Manual or automatic?

JaneEyre40 · 30/05/2025 13:37

Candleinalantern · 30/05/2025 09:50

just as an update she’s had her 3rd lesson and again only drove for 30 mins as he drove her 15 mins away to a quiet area. So all in all we’ve paid for 3 lessons now which is 3 hours in total but she has only driven for an hour. He told her the average amount of lessons needed would be 40-60. Now I get all people are different but that seems A LOT to me!

we also live in a really quite area, there are often a lot of learners on the road so can’t understand the need to drive her to a different area.

should also add she has been out in a car before she started her lessons so it’s not like she hasn’t had any experience either.

Edited

Get a new instructor ASAP

VimesandhisCardboardBoots · 30/05/2025 13:55

We found that most places won't do 1hr lessons any more for precisely this reason. They all wanted 2hr lessons round here.

DD spent the first hour of her first lesson stationary, and only spent a bit of time driving in the second hour.
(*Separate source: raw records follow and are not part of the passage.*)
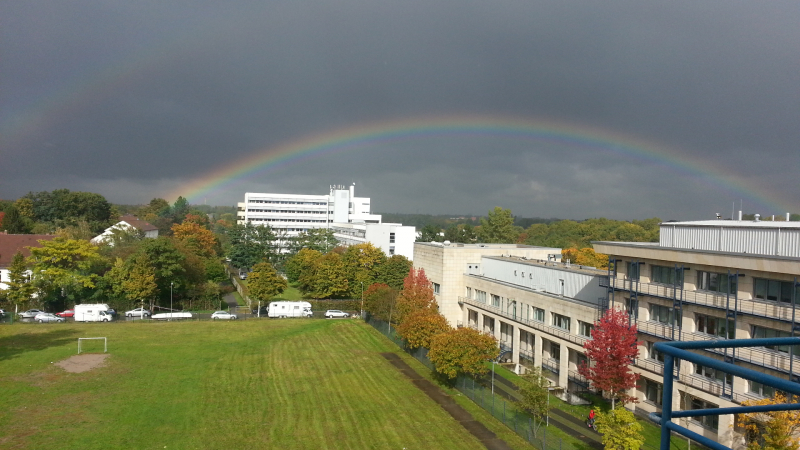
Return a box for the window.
[695,364,732,385]
[466,287,473,299]
[647,342,665,362]
[576,353,588,369]
[550,342,561,361]
[752,326,792,353]
[389,232,395,244]
[552,313,570,331]
[754,278,799,303]
[626,298,639,320]
[697,271,737,294]
[389,246,395,255]
[432,283,440,295]
[627,262,641,280]
[578,321,593,337]
[689,397,719,430]
[476,290,487,303]
[491,294,501,308]
[749,380,776,398]
[644,379,663,406]
[651,265,684,286]
[649,304,679,325]
[532,307,545,322]
[696,314,733,338]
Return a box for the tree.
[227,222,276,269]
[4,252,36,309]
[2,205,31,234]
[428,327,499,378]
[172,220,218,258]
[395,309,451,349]
[301,252,350,299]
[479,207,521,243]
[341,243,386,298]
[394,268,436,325]
[363,283,398,322]
[579,309,640,408]
[737,392,800,450]
[136,237,186,305]
[444,223,478,243]
[594,407,644,450]
[288,228,337,254]
[561,247,609,269]
[247,262,288,302]
[374,255,412,291]
[417,224,442,242]
[28,237,104,306]
[286,248,323,285]
[106,255,158,310]
[517,367,551,435]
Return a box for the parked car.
[239,270,248,280]
[0,309,6,316]
[125,307,151,318]
[56,309,75,318]
[211,311,237,320]
[19,309,44,319]
[106,308,117,316]
[324,310,349,319]
[34,313,65,323]
[252,307,268,317]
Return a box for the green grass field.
[0,320,533,449]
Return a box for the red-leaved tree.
[394,268,437,324]
[579,308,640,408]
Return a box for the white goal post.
[78,337,108,354]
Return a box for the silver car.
[211,311,237,320]
[324,310,349,319]
[34,313,65,323]
[125,307,151,318]
[19,309,44,319]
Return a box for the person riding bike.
[587,409,596,428]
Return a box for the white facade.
[237,185,414,258]
[331,222,416,260]
[415,219,800,447]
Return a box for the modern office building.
[415,218,800,447]
[237,184,416,259]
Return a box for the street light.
[170,282,174,321]
[360,281,364,319]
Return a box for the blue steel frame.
[652,338,800,450]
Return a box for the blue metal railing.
[653,337,800,450]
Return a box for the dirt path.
[55,353,110,373]
[223,292,239,309]
[381,353,514,450]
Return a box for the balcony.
[568,369,589,387]
[542,358,560,374]
[600,276,797,322]
[460,297,588,346]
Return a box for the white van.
[267,301,313,318]
[74,304,113,322]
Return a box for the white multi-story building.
[415,218,800,448]
[237,184,416,259]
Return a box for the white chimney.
[754,214,761,222]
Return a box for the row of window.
[247,209,328,214]
[249,200,327,206]
[249,218,328,223]
[626,263,739,295]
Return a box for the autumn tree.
[395,309,451,349]
[595,407,644,450]
[106,254,158,310]
[394,268,437,325]
[479,207,522,243]
[517,367,551,427]
[341,243,386,298]
[737,392,800,450]
[579,309,640,408]
[301,252,349,299]
[286,248,322,285]
[363,283,398,322]
[4,252,36,309]
[172,220,218,258]
[428,327,499,378]
[561,247,609,269]
[28,237,104,306]
[248,261,288,302]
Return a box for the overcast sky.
[2,1,798,221]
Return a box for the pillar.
[512,325,520,365]
[558,343,569,388]
[534,333,543,369]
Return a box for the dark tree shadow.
[0,327,83,362]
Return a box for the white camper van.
[74,304,113,322]
[267,301,313,318]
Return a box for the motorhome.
[267,301,313,318]
[74,304,113,322]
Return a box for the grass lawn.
[274,284,305,301]
[0,320,532,449]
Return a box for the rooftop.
[0,234,56,268]
[663,220,800,229]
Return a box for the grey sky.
[2,1,798,220]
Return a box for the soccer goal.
[78,337,108,354]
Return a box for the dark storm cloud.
[2,1,798,219]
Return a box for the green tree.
[2,205,31,234]
[28,237,104,306]
[4,252,36,308]
[288,228,337,254]
[417,224,442,242]
[227,222,277,269]
[443,223,478,243]
[517,368,551,434]
[106,254,158,310]
[303,252,349,299]
[595,407,644,450]
[374,255,412,291]
[286,248,323,285]
[363,283,398,322]
[136,237,186,305]
[479,207,521,243]
[247,262,288,302]
[341,243,386,298]
[428,327,499,378]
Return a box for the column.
[534,333,543,369]
[512,325,520,366]
[558,343,569,388]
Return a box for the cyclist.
[587,409,596,428]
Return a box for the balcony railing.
[637,358,665,375]
[600,276,797,322]
[568,369,589,387]
[460,297,589,346]
[542,358,560,374]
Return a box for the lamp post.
[360,281,364,319]
[170,282,173,321]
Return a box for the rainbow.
[169,115,793,215]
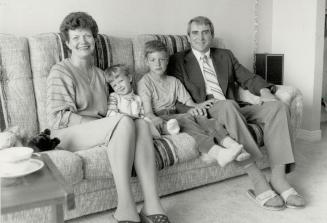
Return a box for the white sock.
[221,136,243,150]
[207,144,242,167]
[221,136,251,162]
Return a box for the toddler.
[137,40,250,167]
[104,64,180,138]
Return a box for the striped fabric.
[248,123,264,147]
[56,33,113,70]
[0,82,6,131]
[154,136,178,170]
[0,64,4,130]
[201,55,226,100]
[153,35,190,55]
[131,136,178,176]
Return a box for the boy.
[104,64,180,138]
[137,40,250,167]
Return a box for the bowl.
[0,147,34,163]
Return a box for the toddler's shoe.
[166,119,180,135]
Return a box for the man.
[167,16,305,210]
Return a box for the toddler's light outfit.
[107,91,179,138]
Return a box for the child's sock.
[220,136,251,162]
[207,144,242,167]
[166,119,180,135]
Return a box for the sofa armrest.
[238,85,303,140]
[275,85,303,140]
[43,149,84,185]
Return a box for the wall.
[256,0,273,53]
[323,39,327,101]
[0,0,257,70]
[323,0,327,105]
[257,0,325,141]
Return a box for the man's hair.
[187,16,214,36]
[104,64,130,83]
[144,40,168,58]
[60,12,99,42]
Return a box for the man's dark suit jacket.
[167,48,273,111]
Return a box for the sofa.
[0,33,303,222]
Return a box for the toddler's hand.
[151,116,165,132]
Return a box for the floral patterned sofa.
[0,33,303,222]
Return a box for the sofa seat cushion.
[75,146,110,180]
[75,133,197,180]
[45,150,83,185]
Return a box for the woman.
[46,12,170,223]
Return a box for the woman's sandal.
[113,215,141,223]
[247,189,285,211]
[280,187,306,209]
[139,210,171,223]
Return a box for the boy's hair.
[144,40,168,58]
[104,64,130,83]
[187,16,214,36]
[60,12,98,42]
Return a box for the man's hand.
[187,107,207,117]
[260,88,278,103]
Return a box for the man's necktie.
[201,55,226,100]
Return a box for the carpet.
[68,123,327,223]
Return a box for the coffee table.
[1,153,75,223]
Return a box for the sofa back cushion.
[28,33,134,131]
[0,34,39,136]
[132,34,225,84]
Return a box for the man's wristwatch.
[268,85,277,94]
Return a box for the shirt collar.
[192,49,211,61]
[121,91,135,100]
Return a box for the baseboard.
[297,128,322,141]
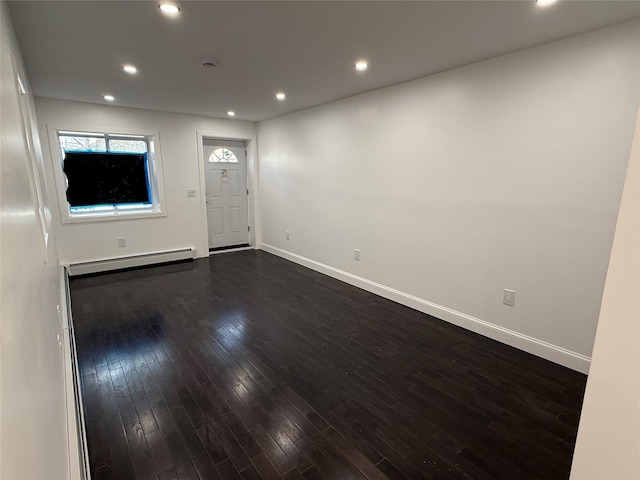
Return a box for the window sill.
[61,209,167,224]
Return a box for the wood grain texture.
[71,250,586,480]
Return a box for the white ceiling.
[8,1,640,122]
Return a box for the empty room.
[1,1,638,479]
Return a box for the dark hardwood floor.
[70,250,586,480]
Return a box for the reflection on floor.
[71,250,586,480]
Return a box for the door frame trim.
[196,131,259,258]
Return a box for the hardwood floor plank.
[177,466,200,480]
[251,452,283,480]
[124,421,157,480]
[239,465,265,480]
[322,427,389,480]
[215,458,244,480]
[71,251,586,480]
[169,405,206,458]
[165,430,196,472]
[196,423,229,464]
[191,451,222,480]
[209,416,253,471]
[375,458,410,480]
[146,429,175,474]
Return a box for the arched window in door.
[208,147,238,163]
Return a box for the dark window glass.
[63,152,151,209]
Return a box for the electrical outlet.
[187,188,196,198]
[118,237,126,248]
[354,249,360,261]
[503,289,516,307]
[286,231,290,240]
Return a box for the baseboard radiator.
[67,247,195,277]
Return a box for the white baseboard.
[260,243,591,374]
[60,267,90,479]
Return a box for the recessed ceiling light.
[158,3,180,15]
[536,0,557,5]
[276,92,286,101]
[355,60,368,72]
[104,95,115,102]
[227,111,235,117]
[122,64,138,75]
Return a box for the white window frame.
[48,126,167,224]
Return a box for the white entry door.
[203,139,249,249]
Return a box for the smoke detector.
[201,60,218,68]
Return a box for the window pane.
[109,139,147,153]
[59,135,106,152]
[209,147,238,163]
[63,152,151,208]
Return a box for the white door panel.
[230,206,240,233]
[211,208,224,235]
[209,170,223,197]
[229,170,239,196]
[203,140,249,249]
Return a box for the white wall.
[35,97,257,265]
[570,107,640,479]
[257,20,640,371]
[0,3,69,478]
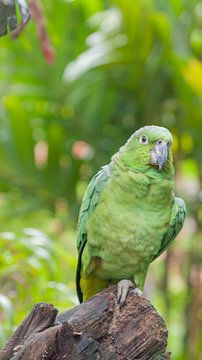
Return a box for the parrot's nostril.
[157,140,163,145]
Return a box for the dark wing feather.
[153,197,186,261]
[76,165,111,302]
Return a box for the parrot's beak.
[150,141,168,170]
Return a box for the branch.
[0,285,170,360]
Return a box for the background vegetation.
[0,0,202,359]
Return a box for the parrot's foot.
[117,279,134,306]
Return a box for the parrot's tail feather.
[76,238,87,303]
[80,274,110,302]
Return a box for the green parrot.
[76,125,186,305]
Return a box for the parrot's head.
[118,125,174,175]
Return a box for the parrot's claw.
[132,287,143,296]
[117,279,134,306]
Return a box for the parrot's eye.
[139,135,148,145]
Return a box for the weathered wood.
[0,285,170,360]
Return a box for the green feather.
[152,197,186,260]
[76,165,111,302]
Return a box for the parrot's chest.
[87,173,173,280]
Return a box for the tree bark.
[0,285,170,360]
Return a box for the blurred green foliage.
[0,0,202,359]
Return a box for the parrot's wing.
[153,197,186,261]
[76,165,111,302]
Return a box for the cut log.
[0,285,170,360]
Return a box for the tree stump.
[0,285,170,360]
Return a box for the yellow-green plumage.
[76,126,186,302]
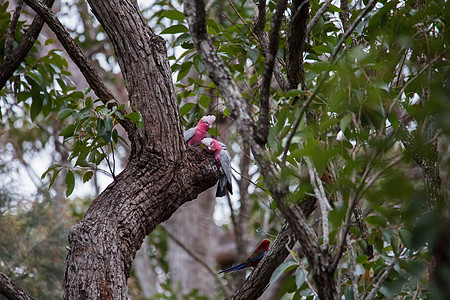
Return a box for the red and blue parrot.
[218,239,270,274]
The next couple of lessons involved the instructor driving her somewhere and then her driving, but because the lessons were 2 hours long, she was still getting a good 90 mins driving per lesson. By about week 4 she was driving the whole time.

Shade17 · 30/05/2025 13:57

In my first lesson the instructor drove me 10 mins to a quiet housing estate, the next time he drove me was on the way back from the test. I could already drive a car though so my lessons were more about using the road.

cranberryshortcake · 30/05/2025 15:21

Find a new instructor this one’s trying to get away with doubling how long it takes her to learn to drive by only spending half the lesson letting her drive and the other part waffling to pad out the time and take your money.